It’s tough to keep fit when you smoke a pack a day, start drinking cocktails in the early afternoon, and subsist on a steady diet of red meat and Golden Oreos, so after last year’s historic election, I felt like maybe it was time for some change. My goal wasn’t necessarily to “stay fit” (the moment for that had long since passed). I would have been content just to slow the atrophy that must inevitably follow from my aversion to physical exercise.
I haven’t run any more than a block or two since high school, and stationary bikes and the like always struck me as more than a little emasculating–a man shouldn’t exert himself for no reason other than vanity. What I needed was a game–something competitive like billiards or horseshoes but just a tiny bit more physically demanding. You can’t play tennis in the winter, and even in the context of my own meager athletic abilities, I’m an outright disgrace on the basketball court. What did intrigue me was squash.
Squash was big in my neighborhood growing up. A lot of my friends had been playing since they were little kids at the Merion Cricket Club, a beautiful facility but not exactly a magnet for Philadelphia’s Jewish community. On my trips back home over the last few years, I’d get the occasional invite to go over there for a game, and though I had no natural aptitude for this sport or any other, I enjoyed it.
One thing to note about squash is that despite its elitist reputation, I’m reliably informed by Wikipedia that the game got its start as a sort of wall ball for street kids in 16th-century France. Since then it has evolved a little bit, but it’s still more checkers than chess–a kid’s game that has players mindlessly chasing a little ball around the court.
And it’s a small court. You never have to run more than a few feet in any direction, with the result that my poor physical conditioning doesn’t necessarily leave me feeling nauseated within minutes of the first volley. (Which is good, because modern squash is kind of pretentious, and throwing up on the court is an automatic DQ.)
It turns out there’s a very nice club with a couple of squash courts just a block from my office. I decided to try to join, and, much to my surprise, I was accepted. I’d been blackballed from every club I’d ever attempted to join prior to this–including three separate times in just four years at college.
Not that I was bitter about it back then. Like Groucho Marx, I was sure I didn’t want to belong to any club that would have me as a member. I tried one place twice, but only so I could be doubly sure they had high standards. Fortunately, my new club isn’t terribly discriminating in whom they allow to join (I even saw Bob Barr there once), and it turns out being accepted isn’t so bad.
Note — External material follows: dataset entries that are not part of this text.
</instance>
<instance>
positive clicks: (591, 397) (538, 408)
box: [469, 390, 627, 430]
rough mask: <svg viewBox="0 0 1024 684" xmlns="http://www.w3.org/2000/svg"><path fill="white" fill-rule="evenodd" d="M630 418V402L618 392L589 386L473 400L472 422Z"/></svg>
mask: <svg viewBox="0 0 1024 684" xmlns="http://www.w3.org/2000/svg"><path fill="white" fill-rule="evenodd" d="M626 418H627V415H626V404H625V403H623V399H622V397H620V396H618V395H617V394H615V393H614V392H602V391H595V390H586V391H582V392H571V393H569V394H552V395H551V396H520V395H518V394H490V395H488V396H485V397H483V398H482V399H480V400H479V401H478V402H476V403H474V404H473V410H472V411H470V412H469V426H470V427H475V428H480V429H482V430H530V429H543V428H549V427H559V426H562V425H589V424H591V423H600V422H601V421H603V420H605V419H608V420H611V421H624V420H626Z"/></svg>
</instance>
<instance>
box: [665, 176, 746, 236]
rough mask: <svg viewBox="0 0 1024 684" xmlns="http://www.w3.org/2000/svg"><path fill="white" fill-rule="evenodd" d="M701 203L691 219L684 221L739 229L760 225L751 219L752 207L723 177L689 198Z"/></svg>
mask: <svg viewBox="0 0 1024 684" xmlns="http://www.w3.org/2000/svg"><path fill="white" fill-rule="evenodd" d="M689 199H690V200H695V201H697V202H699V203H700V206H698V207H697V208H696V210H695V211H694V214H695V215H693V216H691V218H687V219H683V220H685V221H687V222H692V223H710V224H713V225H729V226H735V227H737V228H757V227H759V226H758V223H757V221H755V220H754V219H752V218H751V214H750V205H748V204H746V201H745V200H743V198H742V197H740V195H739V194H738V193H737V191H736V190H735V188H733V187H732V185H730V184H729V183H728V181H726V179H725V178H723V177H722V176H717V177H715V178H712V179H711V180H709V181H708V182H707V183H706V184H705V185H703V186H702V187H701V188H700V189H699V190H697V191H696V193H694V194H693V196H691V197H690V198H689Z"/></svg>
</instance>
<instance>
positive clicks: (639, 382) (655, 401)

I started going over two and three times a week to play with one of my colleagues, an hour break in the afternoon to get a little exercise. Taking a smoke break may not be socially acceptable any longer, but it dawned on me only recently that my more health-conscious peers were running a similar scam and managing to avoid any disapproving looks.
Still, it’s not clear that I’m making a whole lot of progress in my overall fitness. I’m not losing any weight or developing an A-Rod-like physique. Then again, the goal was only to offset some of my bad habits. Unfortunately I’m having some trouble even meeting that rather unambitious goal. The thing about the club is that the drinks are cheap, and you don’t even see the bill until the end of the month. It’s like drinking for free.
It’s actually possible that I’m losing ground here and am in worse shape than when I embarked on this campaign. But I’m almost 30, I’m married, and the country is well on its way to universal health care, so I’m not too worried about the downward trajectory. Meanwhile, there’s a whole slew of activities at the club for someone of my physical characteristics. There’s chess, billiards, and card games. There’s even a steak night. The only problem is I have to go outside to smoke–which is a little more physical activity than I’m looking for after a couple of drinks and a ribeye.